Nature for Water Key Publication Insights
· Water is essential to achieving the Sustainable Development Goals. Without sufficient quality and quantity of water, we will not be able to achieve goals associated with poverty, food, health, economic development, energy, and gender.
· Our current level of water consumption is unsustainable. Over a quarter of the world’s population lives in areas with potentially severe water scarcity, and nearly half the world’s population experiences water scarcity at least one month per year.
· We could face acute water shortages in the future, creating many barriers to achieving the Global Goals. Demand for water is expected to grow by more than 50% by 2030, while water quality is expected to decline. Together, these could result in urban water crises, food insecurity, vulnerability to natural disasters, political instability, rising tensions, and increasing corruption.
· Nature – forests, grasslands, mountains, wetlands – are essential for water security. Natural ecosystems have a vital role to play in securing water resources, including regulating water flow, ensuring water quality, and reducing impacts from natural disasters.
· Despite the importance of nature for water services, a large portion of the world’s important areas for water security are unprotected, degraded, or converted. 40% of source watersheds for the world’s top 4,000 cities have moderate to high levels of degradation.

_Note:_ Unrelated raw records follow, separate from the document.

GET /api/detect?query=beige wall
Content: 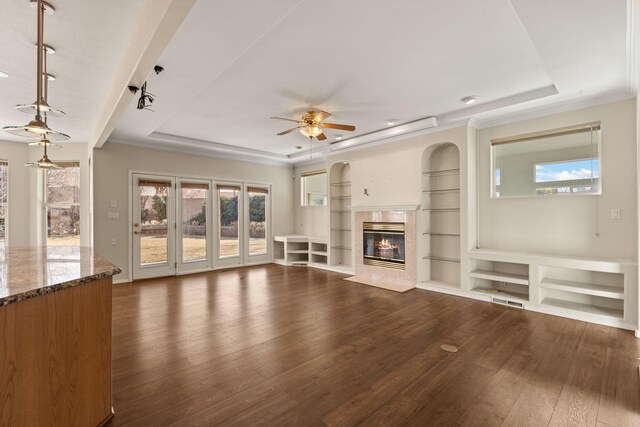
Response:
[0,140,91,246]
[478,99,637,259]
[93,143,294,280]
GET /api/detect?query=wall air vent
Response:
[491,297,524,309]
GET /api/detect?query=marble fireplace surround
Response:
[346,205,418,292]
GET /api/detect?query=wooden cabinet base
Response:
[0,277,112,426]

· Nature-based solutions are effective and cost-efficient, and deliver multiple co-benefits. More than 3,200 of the world’s largest cities could significantly improve their water quality and quantity through by protecting and restoring natural ecosystems, at a cost of less than $2 per person annually.
· There is an urgent need for governments, land use planners, businesses, and citizens everywhere to safeguard nature for water, and nature for life. The longer we wait to protect our watersheds, the more difficult it will be ensure healthy water flows, as climate change is likely to increase temperatures and reduce water availability.